A central question in multimodal neuroimaging analysis is to understand the association between two imaging modalities and to identify brain regions where such an association is statistically significant. In this article, we propose a Bayesian nonparametric spatially varying correlation model to make inference of such regions. We build our model based on the thresholded correlation Gaussian process (TCGP). It ensures piecewise smoothness, sparsity, and jump discontinuity of spatially varying correlations, and is well applicable even when the number of subjects is limited or the signal-to-noise ratio is low. We study the identifiability of our model, establish the large support property, and derive the posterior consistency and selection consistency. We also develop a highly efficient Gibbs sampler and its variant to compute the posterior distribution.

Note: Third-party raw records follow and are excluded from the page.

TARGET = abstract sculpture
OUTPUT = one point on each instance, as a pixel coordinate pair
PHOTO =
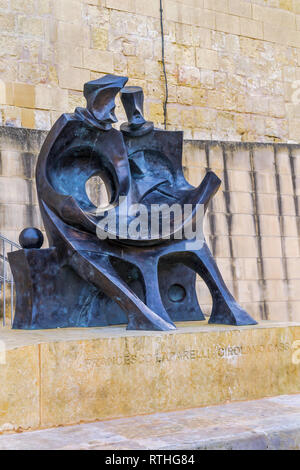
(94, 273)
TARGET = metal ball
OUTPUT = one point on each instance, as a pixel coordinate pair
(31, 238)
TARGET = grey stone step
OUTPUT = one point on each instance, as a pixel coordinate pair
(270, 423)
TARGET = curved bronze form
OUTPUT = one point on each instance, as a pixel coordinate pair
(86, 280)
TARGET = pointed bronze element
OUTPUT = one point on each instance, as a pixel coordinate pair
(132, 98)
(100, 96)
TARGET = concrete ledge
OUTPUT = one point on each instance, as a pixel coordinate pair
(62, 377)
(267, 424)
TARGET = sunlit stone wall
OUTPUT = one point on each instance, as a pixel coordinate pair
(233, 66)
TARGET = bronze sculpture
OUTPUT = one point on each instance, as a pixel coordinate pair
(95, 274)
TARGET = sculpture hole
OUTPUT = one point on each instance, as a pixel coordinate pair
(204, 296)
(97, 192)
(176, 293)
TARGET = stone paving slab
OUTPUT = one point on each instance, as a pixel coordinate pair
(270, 423)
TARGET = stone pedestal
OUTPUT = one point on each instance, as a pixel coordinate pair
(66, 376)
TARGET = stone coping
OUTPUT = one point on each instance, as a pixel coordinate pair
(20, 338)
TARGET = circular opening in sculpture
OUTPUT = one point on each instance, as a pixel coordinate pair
(97, 192)
(176, 293)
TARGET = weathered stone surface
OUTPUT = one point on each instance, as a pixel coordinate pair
(76, 375)
(268, 424)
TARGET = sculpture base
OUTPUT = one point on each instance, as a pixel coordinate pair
(66, 376)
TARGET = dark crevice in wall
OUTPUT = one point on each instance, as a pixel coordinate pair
(281, 226)
(295, 197)
(228, 216)
(211, 215)
(263, 306)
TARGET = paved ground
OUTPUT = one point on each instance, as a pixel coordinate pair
(271, 423)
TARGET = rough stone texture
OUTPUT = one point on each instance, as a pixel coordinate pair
(232, 65)
(252, 225)
(79, 375)
(268, 424)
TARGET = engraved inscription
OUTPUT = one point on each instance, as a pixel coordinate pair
(216, 351)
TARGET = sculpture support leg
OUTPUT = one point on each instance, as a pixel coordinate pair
(97, 270)
(149, 269)
(225, 309)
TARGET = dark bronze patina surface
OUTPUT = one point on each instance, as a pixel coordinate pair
(83, 280)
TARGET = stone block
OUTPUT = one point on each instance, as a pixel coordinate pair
(275, 16)
(241, 203)
(239, 181)
(24, 95)
(98, 61)
(239, 8)
(242, 224)
(31, 26)
(243, 245)
(73, 78)
(68, 10)
(267, 204)
(291, 247)
(7, 22)
(73, 33)
(273, 268)
(293, 268)
(207, 59)
(19, 393)
(227, 23)
(288, 205)
(251, 28)
(85, 375)
(269, 226)
(28, 118)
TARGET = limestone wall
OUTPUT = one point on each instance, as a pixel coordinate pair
(252, 225)
(233, 66)
(253, 222)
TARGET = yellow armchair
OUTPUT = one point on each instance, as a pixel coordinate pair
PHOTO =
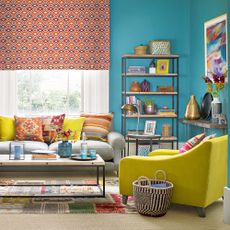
(199, 175)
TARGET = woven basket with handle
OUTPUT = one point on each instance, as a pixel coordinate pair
(152, 200)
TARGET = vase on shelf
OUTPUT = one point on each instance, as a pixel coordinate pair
(192, 111)
(65, 149)
(216, 109)
(135, 86)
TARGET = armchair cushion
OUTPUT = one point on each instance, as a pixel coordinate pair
(116, 140)
(97, 126)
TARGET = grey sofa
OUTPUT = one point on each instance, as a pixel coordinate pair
(109, 151)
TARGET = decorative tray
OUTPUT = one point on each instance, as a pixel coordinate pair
(77, 157)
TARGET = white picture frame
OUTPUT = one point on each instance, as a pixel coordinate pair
(150, 127)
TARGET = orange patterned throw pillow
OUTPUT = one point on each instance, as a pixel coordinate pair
(50, 124)
(29, 129)
(97, 126)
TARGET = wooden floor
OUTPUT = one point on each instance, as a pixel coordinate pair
(178, 218)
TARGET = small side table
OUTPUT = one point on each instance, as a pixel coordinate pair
(142, 136)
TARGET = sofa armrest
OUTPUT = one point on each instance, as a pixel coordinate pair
(164, 152)
(116, 140)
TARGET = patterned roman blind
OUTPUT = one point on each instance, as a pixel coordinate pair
(54, 34)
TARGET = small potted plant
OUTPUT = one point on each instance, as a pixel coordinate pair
(65, 146)
(149, 106)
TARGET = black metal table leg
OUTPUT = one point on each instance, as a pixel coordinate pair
(136, 146)
(97, 175)
(103, 185)
(151, 144)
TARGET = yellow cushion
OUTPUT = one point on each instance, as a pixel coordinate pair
(7, 128)
(75, 124)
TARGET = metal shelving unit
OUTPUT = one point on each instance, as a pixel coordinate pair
(173, 79)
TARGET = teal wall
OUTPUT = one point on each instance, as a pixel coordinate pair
(202, 11)
(135, 22)
(229, 93)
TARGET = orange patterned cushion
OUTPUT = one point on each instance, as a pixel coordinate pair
(49, 126)
(97, 126)
(28, 129)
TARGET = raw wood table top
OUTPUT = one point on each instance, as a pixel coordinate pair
(4, 161)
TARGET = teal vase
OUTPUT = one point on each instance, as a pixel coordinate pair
(65, 149)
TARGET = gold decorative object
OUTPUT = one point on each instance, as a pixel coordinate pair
(192, 111)
(135, 87)
(129, 108)
(140, 50)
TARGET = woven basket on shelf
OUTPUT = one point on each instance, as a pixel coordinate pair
(150, 200)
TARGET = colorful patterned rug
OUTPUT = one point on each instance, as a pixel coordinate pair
(110, 204)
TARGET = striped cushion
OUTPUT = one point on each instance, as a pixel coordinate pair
(192, 143)
(97, 126)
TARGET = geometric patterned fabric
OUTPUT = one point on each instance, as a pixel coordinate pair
(55, 34)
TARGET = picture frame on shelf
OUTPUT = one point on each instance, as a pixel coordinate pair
(150, 127)
(216, 45)
(162, 66)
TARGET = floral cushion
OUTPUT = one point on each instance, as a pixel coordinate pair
(192, 143)
(50, 124)
(28, 129)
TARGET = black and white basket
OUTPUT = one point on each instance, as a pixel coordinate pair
(150, 198)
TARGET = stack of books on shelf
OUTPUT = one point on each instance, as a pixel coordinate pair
(132, 100)
(44, 155)
(136, 69)
(166, 111)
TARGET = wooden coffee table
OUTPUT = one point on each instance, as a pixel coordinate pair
(98, 163)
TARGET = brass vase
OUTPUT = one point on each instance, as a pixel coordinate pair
(192, 111)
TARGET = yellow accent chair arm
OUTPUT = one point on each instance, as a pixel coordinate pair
(164, 152)
(199, 175)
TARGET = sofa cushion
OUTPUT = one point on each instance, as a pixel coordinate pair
(28, 129)
(97, 126)
(50, 124)
(74, 124)
(103, 149)
(7, 128)
(28, 146)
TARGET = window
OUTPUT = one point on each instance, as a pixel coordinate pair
(49, 91)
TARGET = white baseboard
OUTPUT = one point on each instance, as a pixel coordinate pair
(227, 205)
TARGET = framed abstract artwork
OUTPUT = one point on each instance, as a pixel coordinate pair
(216, 45)
(150, 127)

We illustrate the method with both simulations and an analysis of functional magnetic resonance imaging data from the Human Connectome Project.

翻译：多模态神经影像分析的核心问题在于理解两种成像模态间的关联，并识别此类关联具有统计学显著性的脑区。本文提出一种贝叶斯非参数空间变化相关模型，以对此类区域进行统计推断。该模型基于阈值相关高斯过程构建，能确保空间变化相关性具有分段平滑性、稀疏性和跳跃间断性，即使在被试数量有限或信噪比较低的情况下仍具有良好适用性。我们研究了该模型的可识别性，证明了其大支撑性质，并推导了后验一致性与选择一致性。同时开发了高效吉布斯采样器及其变体用于计算后验分布。通过仿真实验和对人类连接组计划功能磁共振成像数据的分析，验证了该方法的有效性。